Either way, the self isn’t as important as you, because your conscious choices dictate what the self becomes. Humans’ selfs are like radio waves that we send out, with parcels of these radio waves being received by different people in our lives who tune in to listen from time to time. Your coworker has a different perception of your self than your significant other does most likely, as do your close friends and your family members.. At the end of the day, the self to the external viewer is entirely superficial and based on what’s apparent, rather than being based on who you actually are, until the person begins to piece together the puzzle and figure you out. Ultimately, your identity and what others understand to be your self lies both outside your conscious experience and your control. The fact that people consult medical personnel and experience things like depression, anorexia, anxiety, narcissism, and other disorders over their distorted perceptions of their selves should be noted, as these problems, beyond cases where they’re caused by chemical imbalances in the brain, are purely artificial.

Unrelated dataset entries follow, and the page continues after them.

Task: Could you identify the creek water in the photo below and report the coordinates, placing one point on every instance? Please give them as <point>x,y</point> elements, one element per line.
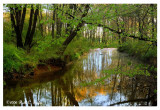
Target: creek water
<point>103,77</point>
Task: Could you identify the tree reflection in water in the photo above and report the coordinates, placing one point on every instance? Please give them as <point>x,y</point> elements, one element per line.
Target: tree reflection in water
<point>65,88</point>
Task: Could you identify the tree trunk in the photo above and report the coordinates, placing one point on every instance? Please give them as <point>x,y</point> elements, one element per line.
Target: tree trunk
<point>53,24</point>
<point>17,19</point>
<point>31,28</point>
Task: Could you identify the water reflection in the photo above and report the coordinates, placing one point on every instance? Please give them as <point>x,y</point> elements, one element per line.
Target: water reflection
<point>65,88</point>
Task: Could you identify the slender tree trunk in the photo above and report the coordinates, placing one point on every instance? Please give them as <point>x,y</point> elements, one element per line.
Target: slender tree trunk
<point>31,28</point>
<point>17,19</point>
<point>54,18</point>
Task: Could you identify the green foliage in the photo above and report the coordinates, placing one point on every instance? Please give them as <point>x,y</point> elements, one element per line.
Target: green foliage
<point>13,58</point>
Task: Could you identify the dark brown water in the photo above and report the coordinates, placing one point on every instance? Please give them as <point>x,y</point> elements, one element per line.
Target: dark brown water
<point>103,77</point>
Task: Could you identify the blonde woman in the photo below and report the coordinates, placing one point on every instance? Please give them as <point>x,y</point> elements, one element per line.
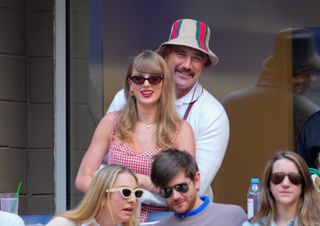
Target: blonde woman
<point>147,125</point>
<point>110,200</point>
<point>315,174</point>
<point>288,196</point>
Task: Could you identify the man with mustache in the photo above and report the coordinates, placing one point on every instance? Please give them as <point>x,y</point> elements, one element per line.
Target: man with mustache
<point>187,53</point>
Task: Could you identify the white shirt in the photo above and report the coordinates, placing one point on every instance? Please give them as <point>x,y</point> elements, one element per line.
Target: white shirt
<point>11,219</point>
<point>210,125</point>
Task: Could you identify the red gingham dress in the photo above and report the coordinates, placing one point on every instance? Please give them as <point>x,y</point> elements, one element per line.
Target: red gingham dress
<point>122,154</point>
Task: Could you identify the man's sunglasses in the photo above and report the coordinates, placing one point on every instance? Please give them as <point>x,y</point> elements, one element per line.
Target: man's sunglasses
<point>127,192</point>
<point>277,178</point>
<point>167,192</point>
<point>153,79</point>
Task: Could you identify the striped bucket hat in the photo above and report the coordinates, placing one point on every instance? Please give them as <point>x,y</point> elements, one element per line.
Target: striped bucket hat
<point>191,33</point>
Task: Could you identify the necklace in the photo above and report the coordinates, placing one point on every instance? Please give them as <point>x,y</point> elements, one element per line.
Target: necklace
<point>148,125</point>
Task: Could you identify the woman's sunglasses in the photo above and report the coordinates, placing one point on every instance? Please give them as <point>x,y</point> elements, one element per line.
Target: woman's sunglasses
<point>153,79</point>
<point>277,178</point>
<point>127,192</point>
<point>167,192</point>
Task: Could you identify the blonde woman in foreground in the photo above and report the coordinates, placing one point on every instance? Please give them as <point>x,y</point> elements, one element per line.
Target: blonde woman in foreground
<point>111,199</point>
<point>288,196</point>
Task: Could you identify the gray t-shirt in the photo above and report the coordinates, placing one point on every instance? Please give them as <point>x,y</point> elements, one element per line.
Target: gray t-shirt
<point>213,215</point>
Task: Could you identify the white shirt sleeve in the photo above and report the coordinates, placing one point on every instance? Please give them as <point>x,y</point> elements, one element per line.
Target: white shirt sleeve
<point>118,102</point>
<point>210,125</point>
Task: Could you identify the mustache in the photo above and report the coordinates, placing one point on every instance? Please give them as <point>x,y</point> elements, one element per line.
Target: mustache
<point>185,71</point>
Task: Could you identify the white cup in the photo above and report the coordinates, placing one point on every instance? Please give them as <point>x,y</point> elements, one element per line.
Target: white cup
<point>9,202</point>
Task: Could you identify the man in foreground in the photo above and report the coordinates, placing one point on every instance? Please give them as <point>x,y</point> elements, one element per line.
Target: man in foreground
<point>176,173</point>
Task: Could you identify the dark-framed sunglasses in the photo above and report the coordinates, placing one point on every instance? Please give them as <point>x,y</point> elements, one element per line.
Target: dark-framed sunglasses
<point>127,192</point>
<point>277,178</point>
<point>167,192</point>
<point>153,79</point>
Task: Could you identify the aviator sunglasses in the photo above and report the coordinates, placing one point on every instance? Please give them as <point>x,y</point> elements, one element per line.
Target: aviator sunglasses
<point>277,178</point>
<point>127,192</point>
<point>153,79</point>
<point>167,192</point>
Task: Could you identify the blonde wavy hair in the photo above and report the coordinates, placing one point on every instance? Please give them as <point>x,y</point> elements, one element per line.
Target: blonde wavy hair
<point>166,118</point>
<point>308,209</point>
<point>90,205</point>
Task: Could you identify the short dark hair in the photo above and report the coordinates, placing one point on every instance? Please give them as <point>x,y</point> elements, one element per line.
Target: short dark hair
<point>167,164</point>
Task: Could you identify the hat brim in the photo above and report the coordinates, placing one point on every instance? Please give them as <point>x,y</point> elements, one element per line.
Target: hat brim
<point>181,41</point>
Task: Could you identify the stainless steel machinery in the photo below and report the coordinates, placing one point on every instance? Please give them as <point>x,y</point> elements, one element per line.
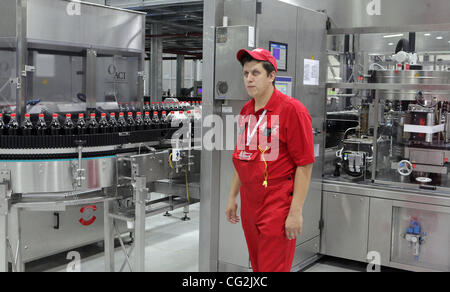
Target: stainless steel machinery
<point>300,37</point>
<point>385,192</point>
<point>59,192</point>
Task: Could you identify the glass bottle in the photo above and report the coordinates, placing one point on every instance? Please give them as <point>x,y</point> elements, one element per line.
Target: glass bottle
<point>55,126</point>
<point>27,126</point>
<point>139,122</point>
<point>81,125</point>
<point>69,126</point>
<point>92,125</point>
<point>113,125</point>
<point>103,124</point>
<point>122,124</point>
<point>130,122</point>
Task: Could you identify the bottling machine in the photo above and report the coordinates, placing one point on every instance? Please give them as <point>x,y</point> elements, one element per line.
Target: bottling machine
<point>71,185</point>
<point>380,182</point>
<point>386,175</point>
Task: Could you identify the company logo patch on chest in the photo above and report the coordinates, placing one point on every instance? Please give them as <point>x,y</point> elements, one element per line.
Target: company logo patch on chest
<point>245,155</point>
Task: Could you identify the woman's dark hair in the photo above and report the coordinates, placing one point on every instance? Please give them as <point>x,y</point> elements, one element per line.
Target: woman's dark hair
<point>266,65</point>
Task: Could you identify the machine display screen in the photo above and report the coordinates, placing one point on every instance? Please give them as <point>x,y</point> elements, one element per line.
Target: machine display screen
<point>279,51</point>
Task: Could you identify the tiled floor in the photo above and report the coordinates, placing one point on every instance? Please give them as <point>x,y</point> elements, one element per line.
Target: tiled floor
<point>172,246</point>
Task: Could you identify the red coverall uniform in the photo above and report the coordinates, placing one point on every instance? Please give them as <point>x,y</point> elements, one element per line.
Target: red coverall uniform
<point>265,208</point>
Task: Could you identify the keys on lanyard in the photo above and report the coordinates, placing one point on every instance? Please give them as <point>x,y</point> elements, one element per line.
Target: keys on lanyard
<point>252,134</point>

In a world where we can look at the atomic structure of molecules, figure out how to create neural networks, and devise comprehensive theories on the origin of the universe, the fact that people can’t understand themselves is unnerving. In a species with so much potential to innovate, create, and learn, we are completely handicapped by our lack of metacognition in understanding ourselves, how we came about, and how the world around us works. The self is a product of the environment and the meat suits that we inhabit, rather than any spiritual matter, and we should continue to look at identities in that way, cementing them in the material reality of the world in order to objectively look at and understand ourselves. Without tying ourselves back to the reality from which we sprang, as reactive beings that feed and develop off the stimuli of the world around us, the self cannot be found. Without embracing dialectical and historical materialism, without embracing constructivism, without gaining class consciousness, the self cannot be truly understood.